= Aulus (praenomen) =

Latin personal name

Aulus (/ˈaʊləs, ˈɔːləs/ OW-ləs-,_-AW-ləs, /la/), feminine Aula, is a Latin praenomen, or personal name, which was common throughout Roman history from the earliest times to the end of the Western Empire in the fifth century. An alternative pronunciation leads to the variant spellings Olus, Ollus and Olla. Aulus was widely used by both patrician and plebeian gentes. The name gave rise to the patronymic gens Aulia, and perhaps also to gens Avilia and the cognomen Avitus. The name was usually abbreviated A., but occasionally Av. or Avl.

For most of Roman history, Aulus was one of the ten most common praenomina, being less common than Titus, the sixth most common praenomen, and comparable in frequency to Gnaeus, Spurius, and Sextus.

==Origin and meaning==
The 4th century epitome De Praenominibus (Concerning Praenomina) by Julius Paris derives the name from the verb alo, to nourish. However, Chase argues that in no circumstances could the simple root of al- be transmuted into aul-. Another popular etymology derived the name from aula or olla, a palace, perhaps implying nobility, or from its homonym, aula or olla, a pot, presumably an affectionate reference to the size and shape of a healthy baby. Both of these are also probably examples of false etymology.

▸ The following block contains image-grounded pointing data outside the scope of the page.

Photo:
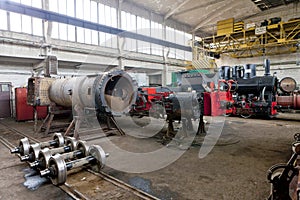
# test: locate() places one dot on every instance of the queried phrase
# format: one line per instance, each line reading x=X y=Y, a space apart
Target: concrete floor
x=234 y=169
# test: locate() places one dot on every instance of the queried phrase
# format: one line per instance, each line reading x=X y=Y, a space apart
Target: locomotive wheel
x=45 y=154
x=44 y=157
x=24 y=146
x=34 y=152
x=83 y=147
x=59 y=138
x=246 y=115
x=157 y=111
x=72 y=142
x=59 y=167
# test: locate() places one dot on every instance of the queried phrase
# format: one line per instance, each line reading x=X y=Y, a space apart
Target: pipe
x=267 y=67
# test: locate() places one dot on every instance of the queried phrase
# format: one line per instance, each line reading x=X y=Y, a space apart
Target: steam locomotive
x=243 y=93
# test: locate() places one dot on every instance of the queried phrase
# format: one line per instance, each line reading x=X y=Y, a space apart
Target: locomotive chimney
x=267 y=67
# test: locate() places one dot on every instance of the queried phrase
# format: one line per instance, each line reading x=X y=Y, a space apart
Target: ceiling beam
x=199 y=6
x=217 y=12
x=171 y=12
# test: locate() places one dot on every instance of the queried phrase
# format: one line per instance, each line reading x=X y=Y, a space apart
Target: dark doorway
x=5 y=91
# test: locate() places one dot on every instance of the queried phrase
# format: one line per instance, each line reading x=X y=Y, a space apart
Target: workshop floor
x=234 y=169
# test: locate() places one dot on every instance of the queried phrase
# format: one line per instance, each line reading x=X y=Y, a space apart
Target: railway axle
x=57 y=170
x=42 y=162
x=24 y=144
x=36 y=148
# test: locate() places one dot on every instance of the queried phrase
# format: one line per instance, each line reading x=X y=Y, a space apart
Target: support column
x=120 y=40
x=166 y=51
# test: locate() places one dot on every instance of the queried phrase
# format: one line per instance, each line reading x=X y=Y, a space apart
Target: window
x=71 y=33
x=26 y=24
x=5 y=88
x=38 y=26
x=53 y=6
x=62 y=7
x=70 y=8
x=79 y=9
x=15 y=22
x=3 y=17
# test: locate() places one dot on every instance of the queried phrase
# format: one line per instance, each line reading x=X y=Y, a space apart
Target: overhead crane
x=278 y=38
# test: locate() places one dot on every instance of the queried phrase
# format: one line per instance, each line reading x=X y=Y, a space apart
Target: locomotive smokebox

One of the most common Etruscan praenomina was Aule or Aules (also spelled Avle, Aveles, etc.), the Etruscan cognate of Aulus. Deecke argued that the name was originally Etruscan, deriving it from avile, found in the plural form avils ("years") in numerous funerary inscriptions. The name would then have been brought to Rome during its period of Etruscan domination in the 6th century BC. The reason why avile should give rise to a personal name is unclear. Deecke also believed that the Latin praenomen Spurius was of Etruscan origin.

Chase felt that this explanation looked too far afield for the source of Roman names, and, supported by Zimmermann, proposed that Aulus was derived from avulus, "little grandfather," a diminutive of avus. This analogy was based on similar diminutives in other languages, some of them meaning "uncle" (from Latin avunculus).